Pytesseract: Get started with OCR

ocr

Optical Character Recognition (OCR) is a system that provides a full alphanumeric character recognition on an image. The system allows extracting text from an image, to convert it later into an editable file.

There are some open source libraries for OCR such as Tesseract, Gocr, JavaOCR, and Ocrad. The most popular on the list is Tesseract. Tesseract is an open source OCR engine that was developed in HP between 1984 and 1994. Combined with the processing library of Leptonic image can read a wide variety of image formats and turn them into text. As well, it has good support from the community, it has wrappers for different languages and it has good results among others.

One of these wrappers is Pytesseract, based on python. We will see a simple example of Tesseract and one using the wrapper.

First, install tesseract. For ubuntu 18 just run the command:

sudo apt install tesseract-ocr

Then, check the tesseract version with:

tesseract -v

You will see a prompt like the following:

tesseract 4.0.0-beta.1
leptonica-1.75.3
libgif 5.1.4 : libjpeg 8d (libjpeg-turbo 1.5.2) : libpng 1.6.34 : libtiff 4.0.9 : zlib 1.2.11 : libwebp 0.6.1 : libopenjp2 2.3

Tesseract is a command line program. we can test tesseract providing an image and then checking the resulting text:

tesseract image.jpg out

It will create an out.txt file with the result

Now, let’s do the same we did with the command line, but with python.

Create your virtual environment with python3:

virtualenv ocr -p /usr/bin/python3

To get started with our OCR, we will need 2 libraries installed:

pip install pillow pytesseract

Once the requirements have been installed, import the libraries needed:

import pytesseract
from PIL import Image

Inside the test() method we will open the local image and get the result with the method image_to_string, using the same image the method will return the same text of the previous example:

def test():
    img=Image.open("images/ocr.jpg")
    result = pytesseract.image_to_string(img)
    return "result: {}".format(result)
def main():
    print(test())
if __name__== "__main__":
   main()

Very simple, right? Well if we send a suitable image to the OCR it will return the exact text. A suitable image needs at least the following attribute:

  • Binary Image: black and white image
  • The size of the image preferably not too big
  • Delimit the area of ​​interest
  • Highlight the text over the background
  • Avoid noise, remove pixels that are not part of the text.
  • The typography must be common, such as Arial, Roman, Tahoma.

In real life, OCR doesn’t work as simple as this example you will need a good pre-processing step before you send the image to the OCR. You must ensure that the input image has the previous attributes to get a good result; the quality of the image will be reflected in the obtained text.

You can analyze different techniques for the pre-processing step, the one that you choose depends on the image type input.

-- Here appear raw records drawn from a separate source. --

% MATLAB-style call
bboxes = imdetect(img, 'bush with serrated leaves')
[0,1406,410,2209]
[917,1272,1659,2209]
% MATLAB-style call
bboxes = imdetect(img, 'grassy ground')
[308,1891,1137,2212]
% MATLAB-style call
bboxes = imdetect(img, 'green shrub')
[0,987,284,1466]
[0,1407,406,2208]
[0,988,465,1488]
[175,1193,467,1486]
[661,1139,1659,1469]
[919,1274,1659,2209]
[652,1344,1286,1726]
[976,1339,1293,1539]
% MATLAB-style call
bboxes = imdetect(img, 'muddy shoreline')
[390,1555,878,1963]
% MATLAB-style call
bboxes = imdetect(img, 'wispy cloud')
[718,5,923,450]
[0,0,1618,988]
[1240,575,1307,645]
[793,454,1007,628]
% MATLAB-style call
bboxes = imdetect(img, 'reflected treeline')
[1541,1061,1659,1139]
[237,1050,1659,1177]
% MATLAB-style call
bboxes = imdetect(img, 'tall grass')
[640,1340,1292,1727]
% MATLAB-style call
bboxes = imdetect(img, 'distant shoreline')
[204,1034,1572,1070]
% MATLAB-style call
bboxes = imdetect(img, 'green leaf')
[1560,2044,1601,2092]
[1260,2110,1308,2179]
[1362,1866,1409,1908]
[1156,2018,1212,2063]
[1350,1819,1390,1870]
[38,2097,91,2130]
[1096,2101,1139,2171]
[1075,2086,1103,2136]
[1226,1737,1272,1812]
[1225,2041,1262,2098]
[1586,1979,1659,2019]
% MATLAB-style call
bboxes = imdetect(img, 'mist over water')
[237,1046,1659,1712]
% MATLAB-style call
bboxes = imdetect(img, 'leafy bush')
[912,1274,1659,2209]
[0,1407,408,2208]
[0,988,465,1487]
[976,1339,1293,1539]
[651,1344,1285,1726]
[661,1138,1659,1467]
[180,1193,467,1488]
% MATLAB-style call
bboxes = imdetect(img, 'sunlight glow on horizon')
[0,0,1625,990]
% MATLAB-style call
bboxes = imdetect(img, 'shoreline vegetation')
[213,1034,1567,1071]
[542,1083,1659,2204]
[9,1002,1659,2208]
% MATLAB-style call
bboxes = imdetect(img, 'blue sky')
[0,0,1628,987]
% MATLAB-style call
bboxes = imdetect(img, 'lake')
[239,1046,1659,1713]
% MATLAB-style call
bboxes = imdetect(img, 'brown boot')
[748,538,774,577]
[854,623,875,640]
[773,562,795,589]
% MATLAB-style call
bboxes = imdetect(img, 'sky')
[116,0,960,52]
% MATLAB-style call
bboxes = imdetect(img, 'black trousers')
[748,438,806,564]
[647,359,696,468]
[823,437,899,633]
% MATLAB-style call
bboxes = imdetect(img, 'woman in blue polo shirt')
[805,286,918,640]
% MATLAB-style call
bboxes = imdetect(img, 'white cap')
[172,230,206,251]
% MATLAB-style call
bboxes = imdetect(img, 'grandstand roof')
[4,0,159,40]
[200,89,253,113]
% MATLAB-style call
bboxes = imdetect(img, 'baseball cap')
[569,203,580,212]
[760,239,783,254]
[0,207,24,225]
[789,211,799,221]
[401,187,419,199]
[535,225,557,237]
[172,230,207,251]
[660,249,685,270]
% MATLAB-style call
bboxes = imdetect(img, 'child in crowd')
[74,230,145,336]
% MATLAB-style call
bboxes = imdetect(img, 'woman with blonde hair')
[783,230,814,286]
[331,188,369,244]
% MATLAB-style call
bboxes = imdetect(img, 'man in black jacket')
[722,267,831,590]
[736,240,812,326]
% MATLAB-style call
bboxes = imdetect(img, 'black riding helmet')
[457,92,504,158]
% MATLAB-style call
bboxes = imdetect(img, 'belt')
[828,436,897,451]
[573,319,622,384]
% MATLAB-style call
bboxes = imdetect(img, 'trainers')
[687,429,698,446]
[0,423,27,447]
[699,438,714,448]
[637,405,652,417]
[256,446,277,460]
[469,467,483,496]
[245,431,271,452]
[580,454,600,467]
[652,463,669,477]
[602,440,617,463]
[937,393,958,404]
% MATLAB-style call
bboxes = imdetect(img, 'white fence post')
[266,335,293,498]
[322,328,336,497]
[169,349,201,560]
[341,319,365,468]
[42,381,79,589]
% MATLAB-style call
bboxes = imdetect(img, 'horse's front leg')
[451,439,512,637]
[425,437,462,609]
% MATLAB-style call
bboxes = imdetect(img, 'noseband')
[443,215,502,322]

For example, it varies if the picture is taken in the darkness or in the light, or if the text’s font color is white or if it is black. When you finally decide your pre-processing technique, and you have tested it with several images, then you can send it to the OCR.

Wide applications exist in the OCR world, like mobile apps that can transform a book page into a digital page, the systems that capture vehicular plate for the traffic fines, vehicular systems that can read traffic signs on the road or the devices that let the blind people read everywhere. Image processing and OCR together have several applications that you can start to inquire.